# 7.5. Searching Algorithms¶

Computers store vast amounts of data. One of the strengths of computers is their ability to find things quickly. This ability is called searching. For the AP CS A exam you will need to know both linear (sequential) search and binary search algorithms.

The following video is also on YouTube at https://youtu.be/DHLCXXX1OtE. It introduces the concept of searching including sequential search and binary search.

Video: (DHLCXXX1OtE)

• Sequential or Linear search typically starts at the first element in an array or ArrayList and looks through all the items one by one until it either finds the desired value and then it returns the index it found the value at or if it searches the entire array or list without finding the value it returns -1.

• Binary search can only be used on data that has been sorted or stored in order. It checks the middle of the data to see if that middle value is less than, equal, or greater than the desired value and then based on the results of that it narrows the search. It cuts the search space in half each time.

If binary search requires the values in an array or list to be sorted, how can you do that? There are many sorting algorithms which are covered in the next lesson.

## 7.5.3. Runtimes¶

How do we choose between two algorithms that solve the same problem? They usually have different characteristics and runtimes which measures how fast they run. For the searching problem, it depends on your data.

Binary search is much faster than linear search, especially on large data sets, but it can only be used on sorted data. Often with runtimes, computer scientist think about the worst case behavior. With searching, the worst case is usually if you cannot find the item. With linear search, you would have to go through the whole array before realizing that it is not there, but binary search is much faster even in this case because it eliminates half the data set in each step. We can measure an informal runtime by just counting the number of steps.

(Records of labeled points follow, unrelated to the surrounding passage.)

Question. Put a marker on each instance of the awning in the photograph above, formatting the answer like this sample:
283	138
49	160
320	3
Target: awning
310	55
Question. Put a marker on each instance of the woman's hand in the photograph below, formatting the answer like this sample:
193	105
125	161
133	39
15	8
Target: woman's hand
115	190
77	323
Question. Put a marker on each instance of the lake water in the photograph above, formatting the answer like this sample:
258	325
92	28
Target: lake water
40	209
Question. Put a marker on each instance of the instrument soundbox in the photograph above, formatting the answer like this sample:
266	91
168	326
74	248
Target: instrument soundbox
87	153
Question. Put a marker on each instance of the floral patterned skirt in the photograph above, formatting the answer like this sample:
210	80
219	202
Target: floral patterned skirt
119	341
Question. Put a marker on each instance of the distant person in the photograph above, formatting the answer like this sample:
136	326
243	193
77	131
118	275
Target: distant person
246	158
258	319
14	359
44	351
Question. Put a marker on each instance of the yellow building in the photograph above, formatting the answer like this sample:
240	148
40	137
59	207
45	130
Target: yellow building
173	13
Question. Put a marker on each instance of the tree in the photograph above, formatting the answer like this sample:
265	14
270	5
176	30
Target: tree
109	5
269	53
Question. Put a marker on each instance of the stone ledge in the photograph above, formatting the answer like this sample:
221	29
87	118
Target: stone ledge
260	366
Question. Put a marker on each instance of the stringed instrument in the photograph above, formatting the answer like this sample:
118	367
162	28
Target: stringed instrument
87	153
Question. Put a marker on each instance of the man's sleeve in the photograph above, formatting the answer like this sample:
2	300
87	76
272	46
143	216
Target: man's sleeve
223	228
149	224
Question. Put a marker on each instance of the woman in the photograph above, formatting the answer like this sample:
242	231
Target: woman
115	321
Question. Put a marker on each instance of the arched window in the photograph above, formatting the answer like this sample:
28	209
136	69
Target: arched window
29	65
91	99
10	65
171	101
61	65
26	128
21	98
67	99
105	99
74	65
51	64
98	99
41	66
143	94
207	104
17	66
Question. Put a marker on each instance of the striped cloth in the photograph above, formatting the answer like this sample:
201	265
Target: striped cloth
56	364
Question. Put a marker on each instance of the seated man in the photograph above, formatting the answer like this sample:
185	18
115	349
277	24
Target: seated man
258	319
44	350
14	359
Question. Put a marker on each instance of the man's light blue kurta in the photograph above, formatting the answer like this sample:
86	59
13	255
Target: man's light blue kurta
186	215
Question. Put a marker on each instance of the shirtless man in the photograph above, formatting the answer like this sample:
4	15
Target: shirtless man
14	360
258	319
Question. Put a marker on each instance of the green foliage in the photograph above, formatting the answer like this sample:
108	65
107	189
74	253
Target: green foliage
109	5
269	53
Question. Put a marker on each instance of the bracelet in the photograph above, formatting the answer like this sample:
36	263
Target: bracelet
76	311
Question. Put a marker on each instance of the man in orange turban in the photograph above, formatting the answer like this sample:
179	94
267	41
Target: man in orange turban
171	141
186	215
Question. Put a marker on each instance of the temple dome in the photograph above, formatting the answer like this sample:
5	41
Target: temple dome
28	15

Here is a table that compares the worst case runtime of each search algorithm given an array of n elements. The runtime here is measured as the number of times the loop runs in each algorithm or the number of elements we need to check in the worst case when we don’t find the item we are looking for. Notice that with linear search, the worst case runtime is the size of the array n, because it has to look through the whole array. For the binary search runtime, we can calculate the number of times you can divide n in half until you get to 1. So, for example 8 elements can be divided in half to narrow down to 4 elements, which can be further divided in half to narrow down to 2 elements, which can be further divided in half to get down to 1 element, and then if that is wrong, to 0 elements, so that is 4 divisions or guesses to get the answer (8->4->2->1->0). In the table below, every time we double the size of N, we need at most one more guess or comparison with binary search. It’s much faster than linear search!

N

Linear Search

Binary Search

2

2 comparisons

2 comparisons

4

4

3

8

8

4

16

16

5

100

100

7

Runtimes can be described with mathematical functions. For an array of size n, linear search runtime is a linear function, and binary search runtime is a function of log base 2 of n (or log n + 1 comparisons). This is called the big-O runtime function in computer science, for example O(log n) vs. O(n). You can compare the growth of functions like n and log2n as n, the data size, grows and see that binary search runs much faster for any n. You don’t need to know the log n runtime growth function for the AP exam, but you should be able to calculate how many steps binary search takes for a given n by counting how many times you can divide it in half. Or you can start at 1 and keep a count of how many times you can double it with the powers of two (1, 2, 4, 8, 16, 32, 64, 128, 512, 1024, etc.) until you reach a number that is slightly above n.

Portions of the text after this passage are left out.